Sonntag, 02. Oktober 2016
Wir haben ihn nachts gehört. Und jetzt schon wieder. Irgendwo in der Ferne brüllt ein Löwe. Busch-Musik. Wir sind süchtig danach. Weniger süchtig sind wir nach den derzeit herrschenden Temperaturen, denn als wir uns aus dem Zelt wagen, sind es gerade einmal fünf Grad.
Andernorts wären wir vielleicht liegengeblieben, bis die Sonne das Zelt aufgewärmt hätte; in einem Nationalpark ist Aufstehen spätestens kurz nach Sonnenaufgang Pflicht. Und wir haben heute zudem einen anstrengenden Weg vor uns, den wir früh in Angriff nehmen möchten.
So sind wir bei schönstem Licht also früh auf dem Weg nach Nossob – und unser Timing ist perfekt. Wir sind gerade einmal ein paar Kilometer gefahren, da sehen wir mitten auf der Straße einen Löwen stehen. Sein Bruder taucht kurze Zeit später hinter ihm auf. Beide bewegen sich mit beinahe gelangweilter Selbstverständlichkeit auf uns zu.
Wir stehen quer auf der Straße, um besser fotografieren zu können. Als sie ein paar Meter vor uns sind, scheint es fast, als höben sie verächtlich eine Augenbraue: „Schon wieder so ein Tourist!“ Teilen sich auf, einer geht hinter dem Auto, einer vor dem Auto entlang. Und als sie vorbei sind, stimmt einer der beiden zu einem Gebrüll an, das uns durch Mark und Bein geht. Wow! Wir sind tief beeindruckt.
Der Rest der Fahrt nach Nossob bleibt unspektakulär – aber darüber würden wir uns nach dieser Sichtung nicht beschweren. Wir tanken in Nossob, kaufen noch einmal Wasser und widmen uns dann der Dünenstrecke nach Matopi. Die waren wir vor einigen Jahren schon mal in umgekehrter Richtung gefahren; allerdings sind unsere Erinnerungen daran durchaus unterschiedlich … Wir werden sehen.
Der Hilux bewährt sich und kommt mühelos mit den Dünen und dem tiefen Sand zurecht. Das war insgeheim unsere Sorge, denn die Mietwagen früherer Jahre waren häufig ansatzweise überfordert mit solchen Strecken. Es ist alles gut; rumpelig zwar, aber das ist nun einmal das Wesen einer Strecke über die Dünen der Kalahari.

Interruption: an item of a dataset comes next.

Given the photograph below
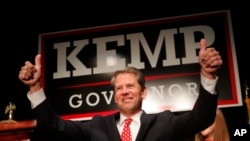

Dann aber, so etwa bei Kilometer 36 von 95, irritiert uns beide ein Geräusch. Ein hartes, irgendwie gemeines Klappern vorne rechts. Wir hören uns das eine Weile an, es wird aber nicht besser. Ich hasse solche Geräusche. Und auf dieser Tour bin ich vielleicht auch inzwischen etwas hypersensibel. Wir steigen aus, schauen unter den Hilux und auch in den Motorraum, aber da sieht alles in Ordnung aus.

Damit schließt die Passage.